The modern healthcare industry constantly evolves, enabling groundbreaking advancements in technology and science sub-sectors. Despite these constant changes, Oracle Life Sciences emerges as a standout solution, empowering biotechnology, pharmaceutical, and healthcare organizations to navigate complex challenges and unlock innovations.
Read on to learn more about the Oracle Life Sciences data hub and how our senior-level Oracle consultants can lead your organization to long-term success.
What is Oracle Life Sciences?
Oracle Life Sciences provides technological solutions for biotechnology, medical devices, healthcare, and pharmaceutical companies. These solutions streamline the following processes to improve patient outcomes:
- Clinical trials
- Drug discovery
- Clinical development
- Regulatory compliance
- Post-market surveillance
- Pharmacovigilance
Oracle Life Sciences can streamline safety case management, unify clinical trial data, gather real-world confirmation from specific data sets, and steer brand strategy using commercial insights.
Oracle Life Sciences produces software services and products to help life sciences companies improve operational efficiency, effectively manage data, improve development and delivery efficiency for new medical and therapeutic products, and ensure regulatory compliance.

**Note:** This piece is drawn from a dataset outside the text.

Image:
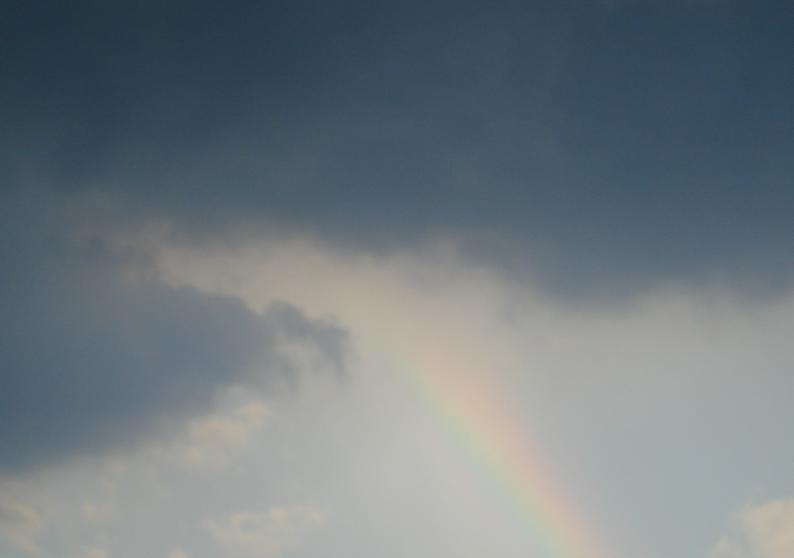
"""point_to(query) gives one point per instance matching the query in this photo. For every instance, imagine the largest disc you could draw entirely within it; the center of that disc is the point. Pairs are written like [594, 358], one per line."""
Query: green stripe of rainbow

These solutions usually include tools for:
- Clinical trial management
- Safety reporting
- Electronic data capture (EDC)
- Real-world evidence generation
- Clinical data management
- Risk management
- Regulatory submissions
Oracle Life Sciences Solutions
Let’s take a look at the key capabilities of Oracle’s Life Sciences solutions:
Preclinical and early-phase planning support
Include patient voices in clinical trial design
Strengthen clinical trial procedures and improve regulatory impact by using patients’ real-world experiences and historical EHR data in designing new trials.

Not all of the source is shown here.